BURSA (DÜNYA) - Bursa Sanayicileri ve İşadamları Derneği (BUSİAD) Başkanı Günal Baylan, kasım ayı enflasyon verileri ile genel makro ekonomik gelişmeler ve hedeflere yönelik değerlendirmelerde bulundu. Kasım ayında TÜFE'nin yüzde 0,18 arttığına ve ÜFE'nin ise yüzde 0,97 azaldığına değinen Baylan, buna göre yıllık enflasyonun tüketici fiyatlarında yüzde 9,15, yurt içi üretici fiyatlarında da yüzde 8,36 olarak gerçekleştiğini belirtti. Baylan, "Kasımdaki yükselişte, giyim ve ayakkabı grubu fiyatlarındaki mevsimsel artışların yanında asıl belirleyici olanın gıda ve alkolsüz içecekler fiyatlarındaki yüksek seyir olduğu görülüyor. Bununla birlikte, Kasım ayı enflasyonunun beklentilerin altında gelmesi, yıllık enflasyon yükselse de düşüş trendinin başlaması için bir sinyal olarak değerlendirebilir. Bunun yanı sıra, petrol ve emtia fiyatlarında meydana gelen azalışların, enflasyon için öngörülen düşüşe gecikmeli de olsa katkı vermesi beklenebilir" dedi.  Dış ticaret verilerini de değerlendiren Baylan, kasım ayı ihracatının, bir önceki yılın aynı dönemine göre yüzde 6,4'lük bir düşüşü ifade ettiğini söyledi. Baylan, "Ekim 2013'ten bu yana ihracat ilk kez düştü. Bu durum OVP'de hedeflenen yıllık 160,5 milyar dolarlık ihracat hedefinin tutmayacağı sinyallerini veriyor" dedi.

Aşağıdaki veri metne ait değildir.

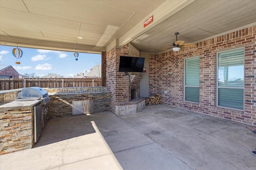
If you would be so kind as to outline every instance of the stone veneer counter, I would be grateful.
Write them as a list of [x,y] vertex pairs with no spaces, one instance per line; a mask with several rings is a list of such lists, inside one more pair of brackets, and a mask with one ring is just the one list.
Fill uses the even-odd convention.
[[94,113],[109,111],[111,93],[105,87],[46,88],[51,98],[50,118],[73,115],[73,102],[92,100]]
[[[10,107],[10,108],[17,107],[26,107],[34,106],[38,103],[40,103],[41,100],[29,100],[25,101],[13,101],[0,106],[0,109]],[[1,109],[2,110],[2,109]]]
[[0,106],[0,154],[32,148],[33,106],[41,100],[12,102]]

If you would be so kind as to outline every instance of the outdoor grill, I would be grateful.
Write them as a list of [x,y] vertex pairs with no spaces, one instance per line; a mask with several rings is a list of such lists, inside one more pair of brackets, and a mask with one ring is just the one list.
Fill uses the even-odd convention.
[[44,89],[39,87],[23,88],[18,94],[16,101],[41,100],[41,103],[33,106],[34,114],[34,142],[40,137],[50,118],[50,98]]
[[43,105],[46,104],[50,100],[48,93],[44,89],[39,87],[23,88],[18,94],[16,101],[42,100]]

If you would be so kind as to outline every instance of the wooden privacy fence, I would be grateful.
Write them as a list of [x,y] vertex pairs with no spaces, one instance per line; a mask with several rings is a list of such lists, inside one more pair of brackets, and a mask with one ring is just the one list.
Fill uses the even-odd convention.
[[101,78],[0,78],[0,90],[16,89],[24,87],[42,88],[96,87],[101,86]]

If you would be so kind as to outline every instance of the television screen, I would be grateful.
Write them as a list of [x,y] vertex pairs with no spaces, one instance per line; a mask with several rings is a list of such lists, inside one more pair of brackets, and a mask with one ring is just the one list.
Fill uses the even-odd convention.
[[143,72],[145,58],[120,56],[119,72]]

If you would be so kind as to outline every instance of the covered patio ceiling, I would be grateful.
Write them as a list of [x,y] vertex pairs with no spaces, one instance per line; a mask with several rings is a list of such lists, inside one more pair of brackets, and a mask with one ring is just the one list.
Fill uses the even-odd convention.
[[158,54],[176,32],[195,43],[256,25],[255,0],[1,0],[0,8],[0,45],[85,53],[131,43]]

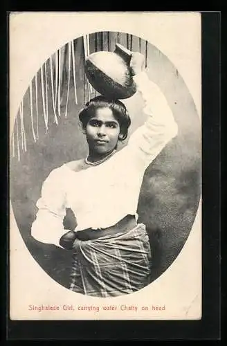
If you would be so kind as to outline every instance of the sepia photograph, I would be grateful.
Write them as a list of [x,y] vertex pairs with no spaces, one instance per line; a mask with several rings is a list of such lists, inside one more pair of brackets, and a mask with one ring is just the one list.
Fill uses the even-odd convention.
[[[97,26],[98,15],[91,15]],[[198,42],[194,50],[199,57],[199,15],[172,15],[165,14],[165,14],[147,14],[151,28],[144,24],[143,31],[155,31],[159,19],[159,28],[166,21],[176,32],[181,30],[179,18],[182,21],[188,16],[188,27],[192,27],[191,19],[197,24],[188,35],[190,42]],[[83,15],[88,23],[88,14],[74,14],[75,19]],[[115,15],[120,22],[124,20]],[[124,15],[133,26],[134,15]],[[12,29],[15,17],[20,16],[18,23],[23,26],[26,17],[11,14]],[[67,21],[66,14],[59,16]],[[113,21],[102,16],[107,23]],[[67,31],[60,19],[53,21],[56,28],[50,26],[50,30],[58,30],[57,35]],[[107,319],[124,319],[125,311],[129,319],[158,319],[162,313],[167,319],[193,318],[193,313],[187,315],[187,304],[179,313],[168,311],[171,289],[169,296],[157,301],[149,290],[181,258],[198,213],[200,111],[181,69],[149,36],[127,31],[123,26],[122,30],[108,24],[105,30],[88,28],[90,31],[81,35],[71,30],[71,39],[63,38],[64,44],[46,56],[14,107],[16,113],[10,112],[11,318],[23,319],[24,315],[28,320],[57,319],[63,311],[66,319],[91,319],[91,319],[98,319],[101,310],[100,318]],[[42,41],[39,30],[37,46]],[[12,30],[12,42],[14,35]],[[177,40],[171,39],[165,37],[166,46],[172,42],[174,51]],[[48,39],[45,42],[44,49]],[[186,44],[184,49],[188,49]],[[178,57],[183,58],[180,54]],[[15,69],[20,69],[12,53],[10,58]],[[193,69],[201,69],[199,59],[195,66],[192,62],[183,62],[192,75]],[[20,75],[23,78],[23,71]],[[199,100],[198,81],[193,82]],[[12,218],[17,229],[12,226]],[[200,226],[199,220],[199,237]],[[13,241],[16,234],[22,244],[19,249]],[[37,293],[29,293],[24,305],[21,297],[17,307],[12,300],[19,278],[13,258],[21,261],[24,251],[33,262],[27,269],[28,262],[24,263],[30,281],[24,284],[28,292],[28,286],[36,286]],[[193,252],[192,243],[188,253],[194,257],[187,257],[189,270],[199,271],[194,284],[199,287],[201,254]],[[44,291],[42,282],[40,286],[35,283],[36,271],[44,272],[49,288],[62,290],[55,295],[61,296],[61,302],[55,300],[53,289]],[[156,294],[172,282],[181,286],[182,291],[187,289],[186,281],[180,282],[175,274],[167,286],[156,286]],[[147,304],[140,304],[143,292]],[[198,292],[195,319],[201,318]],[[68,296],[65,300],[63,293]],[[105,310],[111,310],[110,317]]]

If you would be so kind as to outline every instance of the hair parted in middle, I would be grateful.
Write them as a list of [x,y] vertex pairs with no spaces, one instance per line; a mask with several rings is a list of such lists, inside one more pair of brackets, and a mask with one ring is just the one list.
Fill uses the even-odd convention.
[[96,115],[98,108],[109,108],[120,125],[119,140],[127,138],[128,129],[131,125],[131,118],[125,104],[119,100],[113,100],[100,95],[90,100],[79,113],[79,119],[84,129],[89,120]]

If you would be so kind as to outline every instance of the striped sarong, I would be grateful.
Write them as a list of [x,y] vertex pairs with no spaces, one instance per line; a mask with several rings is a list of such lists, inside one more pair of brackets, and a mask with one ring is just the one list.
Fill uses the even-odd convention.
[[70,290],[115,297],[149,283],[151,250],[143,224],[126,233],[88,241],[77,239],[74,244]]

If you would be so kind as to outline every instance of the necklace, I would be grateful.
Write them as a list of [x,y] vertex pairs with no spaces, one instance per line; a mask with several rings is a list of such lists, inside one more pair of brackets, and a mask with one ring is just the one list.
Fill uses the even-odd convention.
[[112,152],[111,152],[109,155],[107,155],[107,156],[105,157],[104,158],[102,158],[101,160],[99,160],[98,161],[96,161],[96,162],[91,162],[91,161],[89,161],[87,158],[89,157],[88,156],[84,158],[84,162],[85,163],[87,163],[87,165],[93,165],[93,166],[96,166],[96,165],[100,165],[100,163],[102,163],[102,162],[105,161],[106,160],[107,160],[109,157],[111,157],[112,155],[113,155],[113,154],[116,152],[116,149],[113,150]]

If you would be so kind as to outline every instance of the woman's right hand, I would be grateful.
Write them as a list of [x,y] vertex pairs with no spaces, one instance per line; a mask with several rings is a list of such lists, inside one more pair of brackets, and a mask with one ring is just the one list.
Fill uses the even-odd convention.
[[73,230],[69,230],[61,237],[59,244],[66,250],[71,250],[75,238],[75,232]]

2015'te kur savaşı riski gündemde

Kasım ayına ait ihracat verilerinde; hem AB ekonomilerinde gözlenen deflasyonist eğilimlerin, hem de Ortadoğu'daki jeopolitik risklerin etkisinin hissedildiğini söyleyen Baylan, "Bu durum; ihracatımız ve dolayısıyla ihracatın büyümeye katkısı üzerinde risk oluşturabilir. Henüz olgunlaşmasa da 2015 için olası bir kur savaşı riskini şimdilik not ediyoruz. Her ne kadar, petrol ve emtia fiyatlarındaki azalışlar, enflasyondaki düşüş süreci ve cari dengeye olumlu yönde katkıda bulunsa da 2015 yılı için ihracatın büyümeye katkısının azalması ve büyüme kompozisyonunun ihracat yerine iç talebe dayalı bir görünüme kavuşması beklenebilir" diye konuştu.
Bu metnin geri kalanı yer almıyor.